Senate debates
Tuesday, 17 October 2023
Bills
Family Law Amendment Bill 2023, Family Law Amendment (Information Sharing) Bill 2023; In Committee
1:18 pm
Michaelia Cash (WA, Liberal Party, Shadow Minister for Employment and Workplace Relations) Share this | Hansard source
I will make a comment in relation to the amendments that the coalition has circulated. We have circulated an amendment that leaves the current objects and principles intact. What the Labor Party has done is take these out. They're removing everything in the objects and principles except the reference to safety and the UN convention. Our amendment is to put them back into the act.
I'd just make some comments on the discussion that we've been having on the parenting framework, the objects and principles and what mum-and-dad unrepresented litigants, in particular, are now going to have to go through. The problem with the bill we have before us is that it removes, as I stated, the existing objects and principles and leaves nothing but the reference to safety and a general invitation to look at a UN convention, if you can even work out what that is. The objects clauses make clear to the court that the provisions implement Australia's obligations under international instruments and/or make clear the constitutional basis on which the parenting framework relies. What the minister has outlined in the discussion that we've had about this particular part of the act is exactly the problem. As a matter of principle, we have no issues with implementing international conventions. The issue with the approach that the Labor government has taken in relation to the bill we have before us is this. On the one hand, we have the minister saying that the amendments are for the benefit of people who make decisions about parenting in the shadow of the law. On the other hand, what they are then doing in this bill—and hence our amendment to bring those objects back into the act—is to strip away the guidance that might help those people who so desperately need it.

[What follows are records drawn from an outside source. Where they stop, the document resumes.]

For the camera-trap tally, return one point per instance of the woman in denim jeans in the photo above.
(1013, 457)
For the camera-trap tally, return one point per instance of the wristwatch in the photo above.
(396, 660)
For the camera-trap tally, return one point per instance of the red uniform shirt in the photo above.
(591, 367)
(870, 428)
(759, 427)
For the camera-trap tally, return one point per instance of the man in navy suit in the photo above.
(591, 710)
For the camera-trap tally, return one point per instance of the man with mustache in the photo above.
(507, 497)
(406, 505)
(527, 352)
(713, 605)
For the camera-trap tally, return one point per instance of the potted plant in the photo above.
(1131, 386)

A parent might find it quite useful to know that, when deciding their case, a court will try to apply the principle that, 'Parents should agree about the future parenting of their children.' Instead, under the bill that we now have before us, all they have is a provision that tells them to go and look for the UN Convention on the Rights of the Child. We've had evidence from the minister that it's online, so they can Google it. We also know that there are 54 articles and they don't all apply. In this case, they then need to work through the 54 articles to work out which ones are going to apply to them. If they can find the convention at all, as I said, they then have to wade through the convention to try and work out which articles are relevant. They then need to figure out whether the bill is referring to the provision which talks about the duties of the parents or the provision that deals with—and I still didn't get an answer in relation to article 17—encouraging the production and dissemination of children's books. I still have absolutely no idea what guidance I'm given in relation to that.

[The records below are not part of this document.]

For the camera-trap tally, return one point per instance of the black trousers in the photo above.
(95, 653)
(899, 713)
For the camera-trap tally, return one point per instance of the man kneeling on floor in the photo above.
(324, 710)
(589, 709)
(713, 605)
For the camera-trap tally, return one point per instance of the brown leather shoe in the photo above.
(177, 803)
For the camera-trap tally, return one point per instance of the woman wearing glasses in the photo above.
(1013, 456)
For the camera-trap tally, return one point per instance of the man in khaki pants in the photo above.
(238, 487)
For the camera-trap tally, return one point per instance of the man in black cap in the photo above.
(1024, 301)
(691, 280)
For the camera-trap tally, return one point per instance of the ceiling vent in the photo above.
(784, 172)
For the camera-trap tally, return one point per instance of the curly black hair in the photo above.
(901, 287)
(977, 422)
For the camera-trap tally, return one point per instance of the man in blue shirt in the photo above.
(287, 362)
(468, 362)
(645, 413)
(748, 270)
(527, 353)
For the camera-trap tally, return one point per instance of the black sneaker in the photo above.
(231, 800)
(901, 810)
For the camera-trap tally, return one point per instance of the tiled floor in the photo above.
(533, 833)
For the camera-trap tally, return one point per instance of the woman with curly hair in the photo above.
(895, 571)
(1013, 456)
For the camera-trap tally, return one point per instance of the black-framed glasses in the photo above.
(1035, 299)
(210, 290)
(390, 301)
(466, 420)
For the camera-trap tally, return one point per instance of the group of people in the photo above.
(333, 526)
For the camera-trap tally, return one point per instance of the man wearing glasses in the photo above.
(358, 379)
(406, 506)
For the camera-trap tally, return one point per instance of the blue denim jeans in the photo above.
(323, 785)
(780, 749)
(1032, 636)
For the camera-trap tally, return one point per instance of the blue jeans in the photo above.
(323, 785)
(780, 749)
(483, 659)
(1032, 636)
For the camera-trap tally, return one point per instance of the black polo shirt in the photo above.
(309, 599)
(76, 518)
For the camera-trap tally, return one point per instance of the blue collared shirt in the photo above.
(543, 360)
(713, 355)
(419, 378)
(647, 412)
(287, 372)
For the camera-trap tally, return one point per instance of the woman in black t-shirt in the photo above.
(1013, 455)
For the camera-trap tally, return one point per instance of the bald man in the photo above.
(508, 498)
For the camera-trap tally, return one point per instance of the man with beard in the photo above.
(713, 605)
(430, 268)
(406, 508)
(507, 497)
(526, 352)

We're going to be faced with a situation, under this bill, where parents need to somehow translate a UN convention, which is an agreement about the obligations of nation states—if parents even know what state parties and nation states are—into guidance on parenting matters. As I said, we don't have a problem with the parliament saying through legislation that it's implementing international commitments. But look at the bill that we have in front of us. As Senator Hanson has said, this is a bill that touches so many people across Australia. It actually literally touches, to put it in plain English, mums and dads in their homes and mums and dads who are out there. It also has an impact on their kids and on critically important issues in peoples' lives, like family violence and the parenting of children.
The point throughout this part of the committee process is this. As to what this bill is now going to do—and we're only onto the objects of the act here, which is the bit that provides parents with the guidance they need going forward—Labor have created a fundamental lack of clarity on the face of the legislation. By removing the type of guidance which actually helps the average person without legal training, you create confusion, you reduce clarity and you create room for legal dispute and delay. Again, I ask the minister: Why did the government do this?